Something I've noticed lately is a tendency to evaluate firearms based on so-called "torture tests". If a gun can survive an arbitrary test like a fall of a hundred feet it is somehow more "reliable" than a gun that can only fall 20 feet.
But what does it really prove? If, in the middle of a fight, I drop my gun over a 100 foot cliff will my attackers stop while I climb down to retrieve it then wait for me climb back up to resume the fight? Hello! Disarmed guy! Unless those thugs are in a class of stupid beyond all other classes, they will take advantage of my butter fingers to kick my clumsy ass over the cliff after it.
Similarly, a guy who calls himself "ZombieTactics" on Calguns.net linked to a video where some guy reportedly buried his gun for two years, dug it up and then proceeded to fire 500 rounds through it with only a few failures.
OK, admit it: A guy calling himself "Zombie" anything getting excited over stuff that's been buried for two years really is kind of funny.
Nevertheless, what does it prove? If my gun gets buried in a pile of dirt am I going to wait for two years to dig it up? Not likely unless I am dead in which case I won't care. So what is the context of this "test"? Does it prove that, after the Apocalypse, I happen to to find a Glock with 500 rounds of ammunition buried in someones backyard it will mostly work? The possibility exists I suppose but I don't see why I should even care.
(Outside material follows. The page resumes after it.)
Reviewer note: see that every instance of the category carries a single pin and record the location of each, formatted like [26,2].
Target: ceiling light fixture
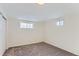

Reliability only exists in a context. A gun is one component of a system and the suitability -- of which reliability is a part -- of any particular gun can only be evaluated relative to its function within that system and the environment it is expected to operate in.
One of the important factors that separates engineering and the sciences from wishful thinking and fantasy is a grounding in observable reality. The, often unstated, assumption is that reality exists and it is knowable. Context is not everything but without it, separating any bits of truth from You Tube fantasies becomes an order of magnitude harder.